Their perspective as African American mothers will provide insight and passion on the issues of racism, they said. 

“First and foremost, we are mothers,” Chalmers-Currin said. “When we saw the video of George Floyd laying there and having him call out for his mother at the end of his life, that touched the hearts of so many women. That’s why I stand here today as a mother, as a grandmother, wanting this type of behavior to stop.

“I could tell many stories of my own son being pulled over for no reason. No one knows he’s an honors student, but his face is black. That’s an issue. That’s a problem that has  to stop.”

She said Matteson police have policies, including the use-of-force, that are regularly reviewed, and she urged all mayors to do the same.

Kelly offered a specific story illustrating Chalmers-Currin’s point. She recounted a situation that occurred just a couple of hours after she had brought her son home from college. He was in the driveway of her home, in her car, talking with his friends. 

A police vehicle circled the block several times and then an officer came to her door. 

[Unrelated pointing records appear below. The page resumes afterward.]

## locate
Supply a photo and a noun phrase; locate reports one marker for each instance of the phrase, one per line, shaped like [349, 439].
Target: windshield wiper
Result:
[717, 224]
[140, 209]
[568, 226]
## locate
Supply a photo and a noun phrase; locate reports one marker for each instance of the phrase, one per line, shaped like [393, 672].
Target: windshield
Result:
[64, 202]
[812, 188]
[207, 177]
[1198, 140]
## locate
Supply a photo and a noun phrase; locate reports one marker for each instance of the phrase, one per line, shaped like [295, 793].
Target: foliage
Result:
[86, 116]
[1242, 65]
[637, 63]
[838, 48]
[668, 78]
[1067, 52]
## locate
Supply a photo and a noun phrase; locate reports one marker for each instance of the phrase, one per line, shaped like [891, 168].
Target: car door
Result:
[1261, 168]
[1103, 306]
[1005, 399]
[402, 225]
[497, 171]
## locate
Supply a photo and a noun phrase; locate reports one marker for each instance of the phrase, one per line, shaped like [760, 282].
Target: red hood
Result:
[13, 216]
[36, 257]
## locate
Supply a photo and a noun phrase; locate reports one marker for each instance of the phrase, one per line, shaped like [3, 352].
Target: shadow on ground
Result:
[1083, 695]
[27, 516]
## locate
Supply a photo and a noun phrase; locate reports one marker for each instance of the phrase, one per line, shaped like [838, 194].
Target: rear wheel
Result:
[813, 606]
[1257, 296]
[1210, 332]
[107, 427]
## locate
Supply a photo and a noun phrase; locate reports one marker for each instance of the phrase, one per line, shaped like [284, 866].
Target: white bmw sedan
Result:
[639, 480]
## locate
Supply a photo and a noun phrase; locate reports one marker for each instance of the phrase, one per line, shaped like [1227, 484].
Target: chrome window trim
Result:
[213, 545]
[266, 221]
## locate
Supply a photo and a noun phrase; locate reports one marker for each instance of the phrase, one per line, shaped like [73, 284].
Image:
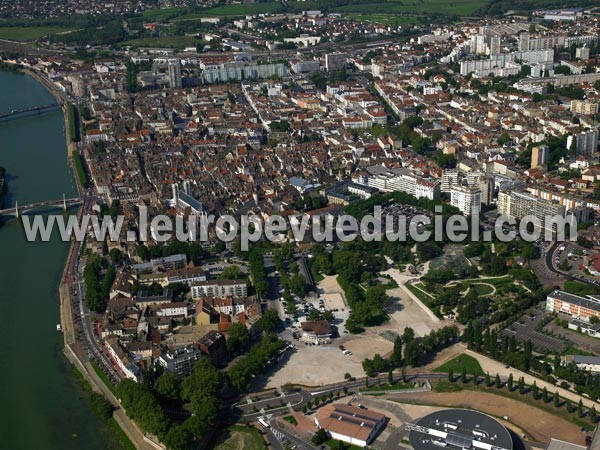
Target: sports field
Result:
[28, 33]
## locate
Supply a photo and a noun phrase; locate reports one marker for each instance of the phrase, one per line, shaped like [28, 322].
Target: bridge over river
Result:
[17, 210]
[23, 112]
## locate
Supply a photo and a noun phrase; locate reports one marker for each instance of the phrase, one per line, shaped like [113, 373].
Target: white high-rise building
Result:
[466, 199]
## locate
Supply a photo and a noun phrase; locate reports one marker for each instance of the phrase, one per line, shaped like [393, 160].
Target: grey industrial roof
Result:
[490, 431]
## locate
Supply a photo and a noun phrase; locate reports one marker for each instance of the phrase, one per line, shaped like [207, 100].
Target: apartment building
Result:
[467, 199]
[584, 107]
[180, 361]
[582, 308]
[521, 204]
[220, 288]
[400, 179]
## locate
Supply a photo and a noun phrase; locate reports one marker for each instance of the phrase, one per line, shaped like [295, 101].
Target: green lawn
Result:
[291, 419]
[450, 7]
[387, 19]
[457, 364]
[244, 9]
[162, 14]
[29, 33]
[332, 443]
[482, 289]
[447, 386]
[163, 41]
[236, 437]
[114, 426]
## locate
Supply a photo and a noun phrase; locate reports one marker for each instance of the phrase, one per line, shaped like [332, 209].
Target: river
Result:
[42, 404]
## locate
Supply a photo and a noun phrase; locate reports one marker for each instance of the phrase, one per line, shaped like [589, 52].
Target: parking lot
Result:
[525, 330]
[582, 341]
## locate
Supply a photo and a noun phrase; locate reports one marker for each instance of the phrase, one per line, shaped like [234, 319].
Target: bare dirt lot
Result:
[324, 364]
[404, 312]
[541, 425]
[314, 365]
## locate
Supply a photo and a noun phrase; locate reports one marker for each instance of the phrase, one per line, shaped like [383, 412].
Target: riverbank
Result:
[67, 314]
[62, 99]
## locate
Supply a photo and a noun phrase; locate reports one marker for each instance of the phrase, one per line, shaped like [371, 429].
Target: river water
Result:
[42, 404]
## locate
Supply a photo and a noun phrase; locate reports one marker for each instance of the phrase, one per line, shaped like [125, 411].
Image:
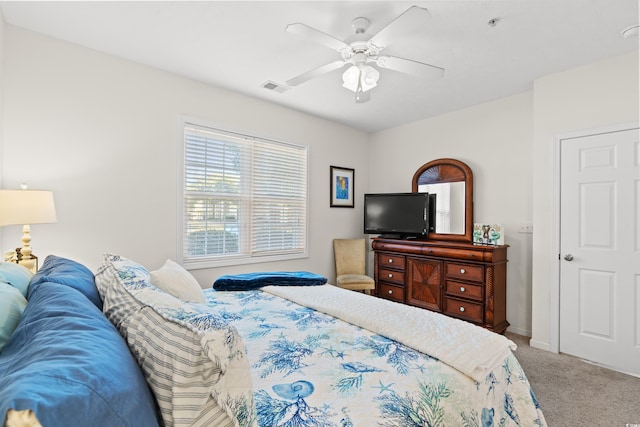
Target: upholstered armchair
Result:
[350, 256]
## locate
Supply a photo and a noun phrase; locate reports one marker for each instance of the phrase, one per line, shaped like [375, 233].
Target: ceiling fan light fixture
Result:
[364, 76]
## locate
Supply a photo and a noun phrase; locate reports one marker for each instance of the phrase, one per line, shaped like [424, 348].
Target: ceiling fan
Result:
[361, 77]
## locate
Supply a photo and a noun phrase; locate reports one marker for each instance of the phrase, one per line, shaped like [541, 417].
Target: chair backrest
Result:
[350, 256]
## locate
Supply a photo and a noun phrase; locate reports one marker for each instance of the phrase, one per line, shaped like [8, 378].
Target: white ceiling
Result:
[240, 45]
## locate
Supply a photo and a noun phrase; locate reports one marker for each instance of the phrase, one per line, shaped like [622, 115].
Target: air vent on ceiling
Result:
[276, 87]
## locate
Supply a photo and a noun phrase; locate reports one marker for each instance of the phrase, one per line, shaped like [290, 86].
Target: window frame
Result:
[242, 258]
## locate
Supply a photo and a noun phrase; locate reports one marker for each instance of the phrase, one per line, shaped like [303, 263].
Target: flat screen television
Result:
[398, 215]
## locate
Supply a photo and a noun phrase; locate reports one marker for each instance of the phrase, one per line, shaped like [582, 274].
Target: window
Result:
[244, 198]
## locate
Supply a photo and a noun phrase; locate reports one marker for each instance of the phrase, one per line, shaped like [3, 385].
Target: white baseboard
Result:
[519, 331]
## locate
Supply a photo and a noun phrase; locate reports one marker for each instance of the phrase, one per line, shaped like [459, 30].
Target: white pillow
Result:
[175, 280]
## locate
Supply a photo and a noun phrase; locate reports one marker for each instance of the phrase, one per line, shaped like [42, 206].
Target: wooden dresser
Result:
[460, 280]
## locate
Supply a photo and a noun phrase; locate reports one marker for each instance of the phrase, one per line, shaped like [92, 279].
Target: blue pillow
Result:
[63, 271]
[16, 275]
[12, 304]
[68, 364]
[248, 281]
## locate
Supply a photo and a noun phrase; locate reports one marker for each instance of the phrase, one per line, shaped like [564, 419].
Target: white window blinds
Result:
[244, 197]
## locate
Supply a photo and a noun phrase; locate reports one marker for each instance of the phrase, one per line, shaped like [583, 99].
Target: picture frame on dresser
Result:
[342, 183]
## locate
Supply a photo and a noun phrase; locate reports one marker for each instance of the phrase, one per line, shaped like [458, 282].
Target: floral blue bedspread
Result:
[311, 369]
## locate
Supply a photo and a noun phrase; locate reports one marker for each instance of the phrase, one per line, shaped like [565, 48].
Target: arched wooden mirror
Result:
[452, 182]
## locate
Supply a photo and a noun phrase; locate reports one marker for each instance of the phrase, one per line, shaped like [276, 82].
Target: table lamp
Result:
[26, 207]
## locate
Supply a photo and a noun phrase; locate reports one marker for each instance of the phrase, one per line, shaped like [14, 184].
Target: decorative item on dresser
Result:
[445, 271]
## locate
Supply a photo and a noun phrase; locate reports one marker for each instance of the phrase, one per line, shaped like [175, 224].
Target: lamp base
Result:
[30, 263]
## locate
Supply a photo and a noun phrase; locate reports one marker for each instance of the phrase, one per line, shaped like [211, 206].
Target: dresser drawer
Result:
[392, 276]
[471, 272]
[463, 310]
[392, 261]
[394, 293]
[464, 290]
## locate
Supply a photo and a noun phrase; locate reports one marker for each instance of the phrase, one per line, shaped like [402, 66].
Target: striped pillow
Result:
[193, 360]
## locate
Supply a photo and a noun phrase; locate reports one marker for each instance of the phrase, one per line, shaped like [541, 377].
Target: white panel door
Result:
[600, 249]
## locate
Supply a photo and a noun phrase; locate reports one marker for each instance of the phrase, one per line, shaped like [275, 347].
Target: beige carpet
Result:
[575, 393]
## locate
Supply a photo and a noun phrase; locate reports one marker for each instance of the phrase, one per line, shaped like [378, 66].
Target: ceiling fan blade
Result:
[403, 24]
[315, 72]
[362, 97]
[317, 36]
[408, 66]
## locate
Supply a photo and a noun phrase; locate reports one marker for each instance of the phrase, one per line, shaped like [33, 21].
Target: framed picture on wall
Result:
[341, 187]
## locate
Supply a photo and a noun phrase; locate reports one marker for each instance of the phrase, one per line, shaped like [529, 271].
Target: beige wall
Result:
[597, 95]
[495, 140]
[102, 134]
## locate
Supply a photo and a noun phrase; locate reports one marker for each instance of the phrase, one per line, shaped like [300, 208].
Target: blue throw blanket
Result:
[248, 281]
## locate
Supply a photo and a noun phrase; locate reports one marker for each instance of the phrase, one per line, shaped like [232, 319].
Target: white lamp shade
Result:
[22, 207]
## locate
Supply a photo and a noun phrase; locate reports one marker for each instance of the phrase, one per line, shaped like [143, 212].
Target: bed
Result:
[283, 357]
[117, 350]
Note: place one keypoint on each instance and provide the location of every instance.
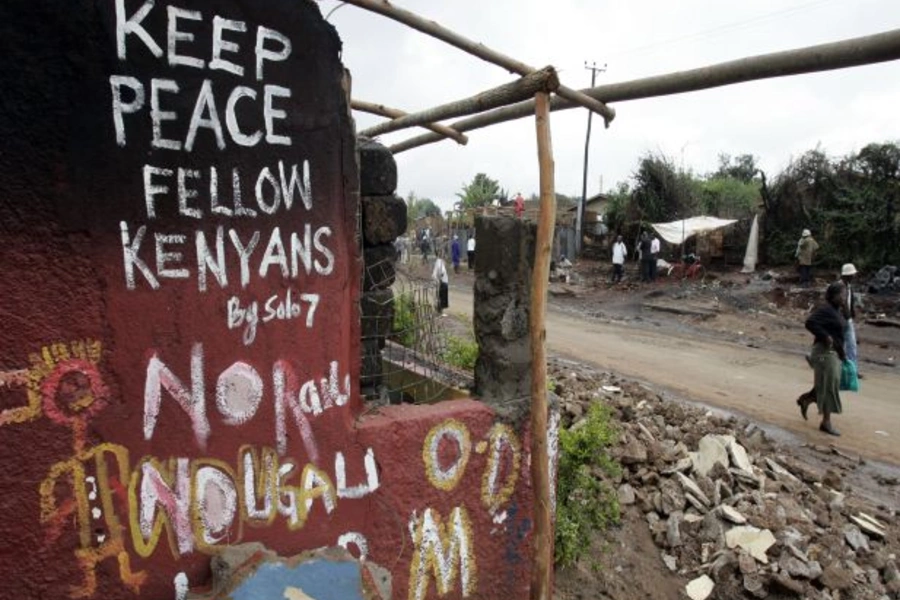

“I still remember, and it hurts my heart to this day. They told me they thought my son was in a gang,” she said. “It hurt me so bad because I worked for the village. They know me.”

Myers-Martin said the relationship between African Americans and police departments across the nation has always been “challenging, to say the least,” and she said the four women, as legislators, would endeavor to help set standards of behavior for police officers. 

She also cited the civil rights movement of the 20th century as a source of inspiration for the current struggle.

“We, as women of color, have been elected to serve our communities, but more importantly, as mothers we must continue our quest for racial harmony, equality and justice for everyone,” she said. “We can’t allow our voices to be suppressed or ignored, but we must be mindful of the founders of the civil rights movement and the spirit of excellence in which they conducted themselves.” 

Miller noted that the unrest sparked by Floyd’s death has consequences for everyone in the South Suburbs, not just African Americans. The area still has not fully recovered from the Great Recession more than a decade ago. It was reeling from the effects of the COVID-19 pandemic, and now is dealing with damage caused by rioters and looters. 

“We support peaceful protest as a method of expression. We do not condone the looting and violence that has occurred that has impacted our businesses and safety,” she said. “I implore everyone to not allow this righteous protest to be hijacked by those who do not share our values. We all need to commit to continue to work together and turn this anger into meaningful action and lasting change for the betterment of our communities.”